The Indian Summer: La lucha por el territorio de la nación Mohawk
Desde hace 260 años, los Mohawk han estado reclamando una tierra que incluía un cementerio y árboles sagrados cerca de Kanehsatake, donde hoy se encuentra una de las principales reservas de esta nación.
En 1990 estalló uno de los episodios más emblemáticos de las reivindicaciones indígenas, la crisis de Oka, un conflicto que enfrentó a los Mohawk con las autoridades de la ciudad, que querían extender un campo de golf a estos territorios sagrados con los consiguientes beneficios económicos que les reportaría.
La confrontación se extendió durante 78 días y movilizó no sólo a los Mohawk sino que concitó el apoyo de otras naciones amerindias de Canadá y Estados Unidos.

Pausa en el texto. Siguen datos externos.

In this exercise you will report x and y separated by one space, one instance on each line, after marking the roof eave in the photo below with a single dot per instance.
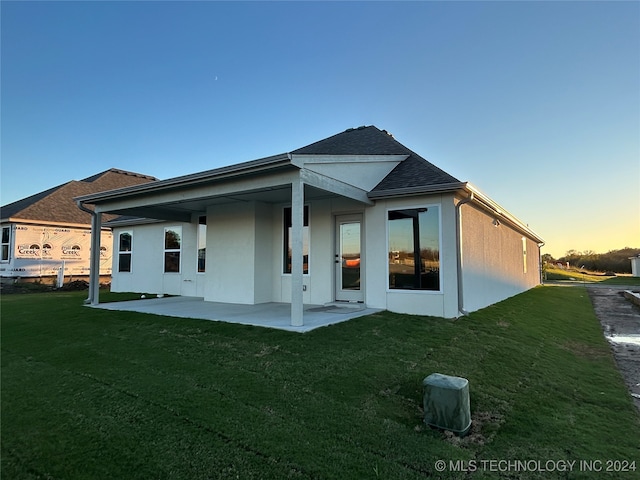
421 190
501 213
254 166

Estos hechos son los que se reproducen en la producción Indian summer, The Oka Crisis, que se estrenó ayer en la reserva india Kanehsatake.
Una reflexión sobre la historia reciente
La importancia de la exhibición de este filme es especialmente significativa en dos sentidos. Por un lado, supone un especial esfuerzo de conciliación de la fundación Terre en vues que, por vez primera, lleva fuera de la ciudad de Montreal el festival, precisamente a una reserva india, protagonista de esta obra; iniciativa que ha sido interpretada como un gesto de respeto y, paralelamente, como parte del objetivo de enseñar a las comunidades su historia desde la perspectiva de los propios protagonistas y de los realizadores.
Pero la exhibición de la película de Gil Cardinal supone además llevar a la actualidad uno de los problemas de las naciones amerindias, la lucha por el territorio.
El esfuerzo por ilustrar, desarrollar y filmar la historia reciente de las naciones autóctonas de canadá, promocionada por la televisión canadiense, resulta de vital importancia en el contexto de este conflicto que se extiende a otras comunidades y que aún está por resolver.
Visto desde dentro de la comunidad, interpretado por los propios protagonistas del conflicto, esta dramatización de cuatro horas, concebida como una miniserie para televisión, supone un punto de inflexión en el tratamiento de las reivindicaiones indígenas.
La película, que supone la gran apuesta del Festival, contó en su presentación con la participación no sólo de los actores, sino también de su director y la organización de este certamen.
Desde fuera, el conocimiento de la realidad indígena de la mano de estas producciones precisamente en el contexto de la propia reserva india, entre los miembros de la comunidad, lleva a formular una multitud de preguntas: cuál será la repercusión de este filme, cuál la importancia para los propios Mohawk de ver reflejada su historia. De cualquier forma, este testimonio debe considerarse un paso más para contribuir al análisis y la reflexión sobre la realidad actual y el pasado reciente de estos pueblos.